# pow alternative

This topic is 3830 days old which is more than the 365 day threshold we allow for new replies. Please post a new topic.

## Recommended Posts

first off, this is actually two questions in one (all c/c++ related): 1) suppose i'm calling this a few million times: pow(x,.125); given what you know about numbers (probably a whole lot more than me), how can this be sped up? or can it? 2) also, i need an general purpose alternative to float pow(float,float);. i've searched the web and found some very elaborate versions that supposedly offer better performance at a reduced precision (which is EXACTLY what i need), however none of them seem to produce faster results in my benchmark tests. if you've got a nice alternative pow function in your library, i'd love to see it! inline assembly versions warmly welcomed :)

##### Share on other sites
Quote:
 Original post by fluke1) suppose i'm calling this a few million times: pow(x,.125);given what you know about numbers (probably a whole lot more than me), how can this be sped up? or can it?

Can you change your algorithm to call it fewer times?
What properties does x have?

Just a thought really, have you profiled against:

sqrt(sqrt(sqrt(x)));

It might be possible, though I wouldn't know how, for someone else here optimise for the octic root of a number.

##### Share on other sites
because that function call would easily approach accuracy problems with IEEE754 would an approximation be sufficient? the most obvious one I can think of is Newton Raphson; see the Quake3 source code for Carmackien/Abrashien implementation (which you can probably bet is fast..)

see: http://www.beyond3d.com/content/articles/8/

[EDIT: might also give you some ideas about how you could implement a faster pow(float,float) ?]

##### Share on other sites
Quote:
Original post by dmatter
Quote:
 Original post by fluke1) suppose i'm calling this a few million times: pow(x,.125);given what you know about numbers (probably a whole lot more than me), how can this be sped up? or can it?

Can you change your algorithm to call it fewer times?
What properties does x have?

Just a thought really, have you profiled against:

sqrt(sqrt(sqrt(x)));

It might be possible, though I wouldn't know how, for someone else here optimise for the octic root of a number.

dmatter, unfortunately the algorithm cannot be called fewer times.

i tried sqrt(sqrt(sqrt(x))); and it actually offered a slight performance boost.

where a typical result might yeild a turn-around time of 38891ms, your method resulted in a 32907ms turn-around. i know it's all out of context here, but while that's not the optimal performance increase i was looking for - it is certainly much better than what i had!

and silvermace, yes, approximations are quite fine. i'll take a look at the link you provided. thanks!

##### Share on other sites
this is actually a pretty interesting optimisation problem.. I wonder if you could use SSE to calculate the square roots 4 elements at time?
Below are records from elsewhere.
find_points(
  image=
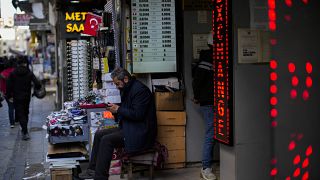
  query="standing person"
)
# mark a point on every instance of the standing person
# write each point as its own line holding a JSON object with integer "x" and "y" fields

I think there is an unbreakable circular dependency there though, because x is a function of its previous value...

##### Share on other sites
A first attempt seems to be about twice as fast as std::pow(x,.125):
#include <cmath>struct EighthRoot {  double input;  double f_over_f_prime(double x) {    double x2=x*x;    double x4=x2*x2;    double x6=x4*x2;    double x7=x6*x;    double x8=x4*x4;    return (x8-input)/(8.0*x7);  }public:  EighthRoot(double input) : input(input) {  }  operator double () {    union {      long long as_long_long;      double as_double;    } hackish_union;    hackish_union.as_double = input;    hackish_union.as_long_long -= 0x3ff0000000000000ll;    hackish_union.as_long_long >>= 3;    hackish_union.as_long_long += 0x3ff0000000000000ll;    double x = hackish_union.as_double;    for(unsigned i=0;i<3;++i) {      x -= f_over_f_prime(x);    }    return x;  }};int main() {  std::cout << EighthRoot(1000.0) << '\n';}

##### Share on other sites
Quote:
 Original post by flukei tried sqrt(sqrt(sqrt(x))); and it actually offered a slight performance boost.
In that case then, besides getting an actual octic rooter function, you can be looking into finding optimised/approximated sqrt functions - of which I'm sure there are plenty.

Of course, if x has any usable properties then there could be far simpler optimisations. For example, if x only ever takes on a handful of different values, then you can perform the calculations in advance and just conditionally select the correct one. I suspect that's hoping for too much though.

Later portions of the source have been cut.